There are many parenting styles that have become popular over the years. One that comes to hime, and makes your child the center of your universe, is attachment parenting (AP.) Although people have been parenting for centuries without the help of designated styles, you may not want to jump into the parenting thing blindly. So, in researching this particular parenting style, you may have a few questions like what is attachment parenting and how attachment parenting affects kids later in life.
According to Web MD, attachment parenting is hyper-focused on the nurturing connection that parents can develop with their children. Honing in on this bond is touted by advocates as the ideal way to raise secure, independent, and empathetic children. Some of the key tenants of AP include breastfeeding on the baby's cue, bed-sharing, and continuous and constant baby wearing.

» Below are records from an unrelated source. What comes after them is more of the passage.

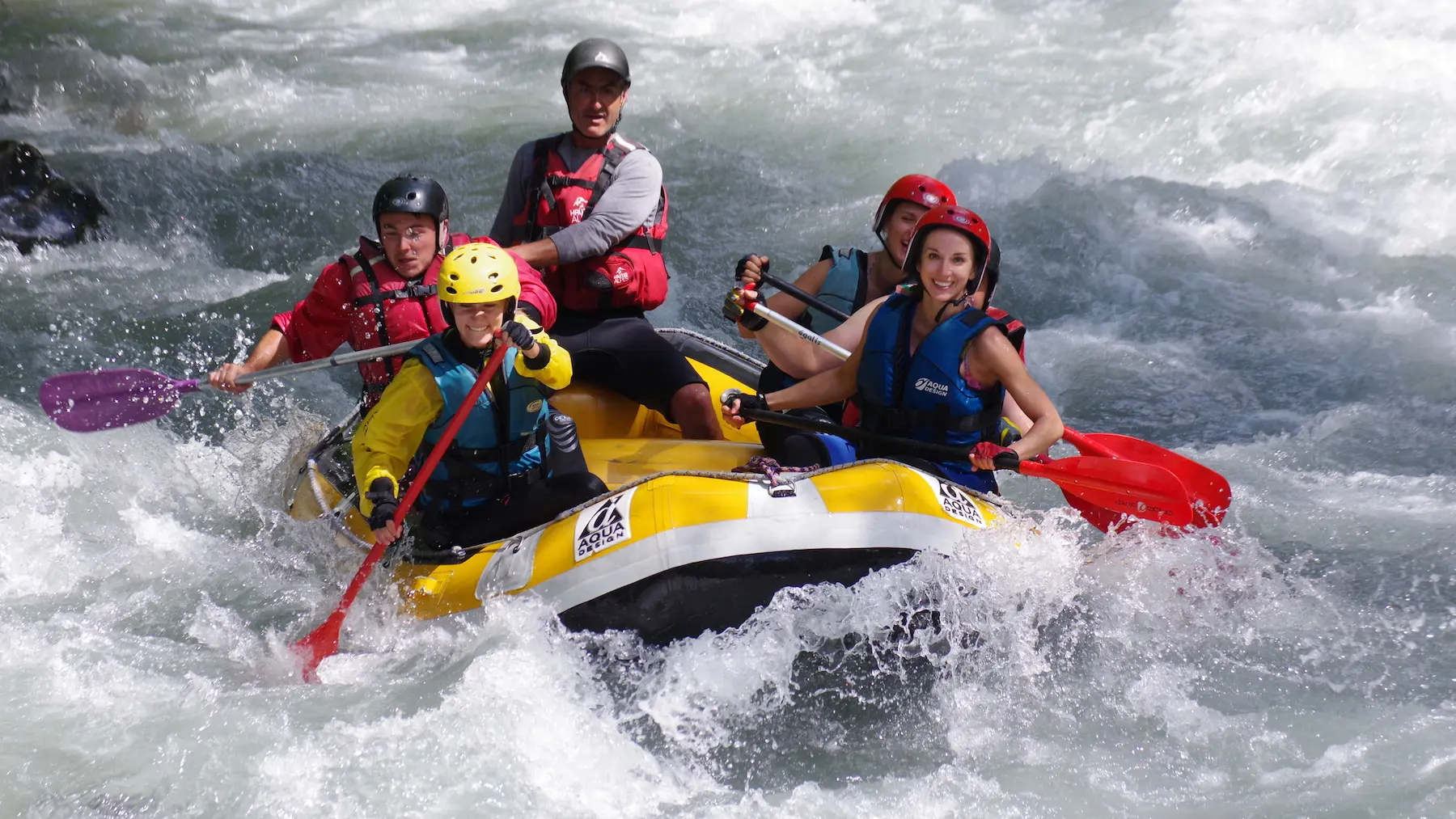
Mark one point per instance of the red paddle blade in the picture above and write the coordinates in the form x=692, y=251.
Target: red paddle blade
x=1120, y=488
x=1101, y=518
x=107, y=399
x=1208, y=491
x=322, y=642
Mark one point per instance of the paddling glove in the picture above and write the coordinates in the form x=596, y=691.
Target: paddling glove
x=743, y=267
x=382, y=492
x=997, y=453
x=746, y=400
x=520, y=335
x=737, y=315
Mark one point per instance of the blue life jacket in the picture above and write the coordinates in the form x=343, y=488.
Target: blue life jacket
x=924, y=396
x=494, y=453
x=844, y=287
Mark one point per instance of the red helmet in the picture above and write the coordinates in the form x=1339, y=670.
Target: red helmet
x=916, y=188
x=954, y=217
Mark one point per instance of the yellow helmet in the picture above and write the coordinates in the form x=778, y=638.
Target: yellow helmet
x=478, y=272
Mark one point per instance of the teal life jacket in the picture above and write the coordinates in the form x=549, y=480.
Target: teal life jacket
x=494, y=453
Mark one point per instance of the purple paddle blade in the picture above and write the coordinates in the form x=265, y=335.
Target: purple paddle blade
x=107, y=399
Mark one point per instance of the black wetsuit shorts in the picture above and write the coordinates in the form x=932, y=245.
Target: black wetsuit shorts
x=619, y=349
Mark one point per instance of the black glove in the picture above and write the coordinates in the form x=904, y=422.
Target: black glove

One of the biggest supporters and promoters of this parenting style is Dr. William Sears who, in his literature, has made claims that attachment parenting has long standing benefits that are seen well into adulthood. In researching the topic there seemed to be a real lack of modern, solid evidence that backs up the attachment parenting claims specifically, as attachment parenting itself hasn't been under the microscope since Psychologist Mary Ainsworth did her well-known assessment called the Strange Situation Classification (SSC) in 1969. According to Simply Psychology, the SSC assessment investigated how attachments can vary among children. Given the date of the study you can't really use it to back up claims, but looking to other studies that have research goals loosely related to the topic at hand, you can get an idea of what the impact might be on these children as they get older.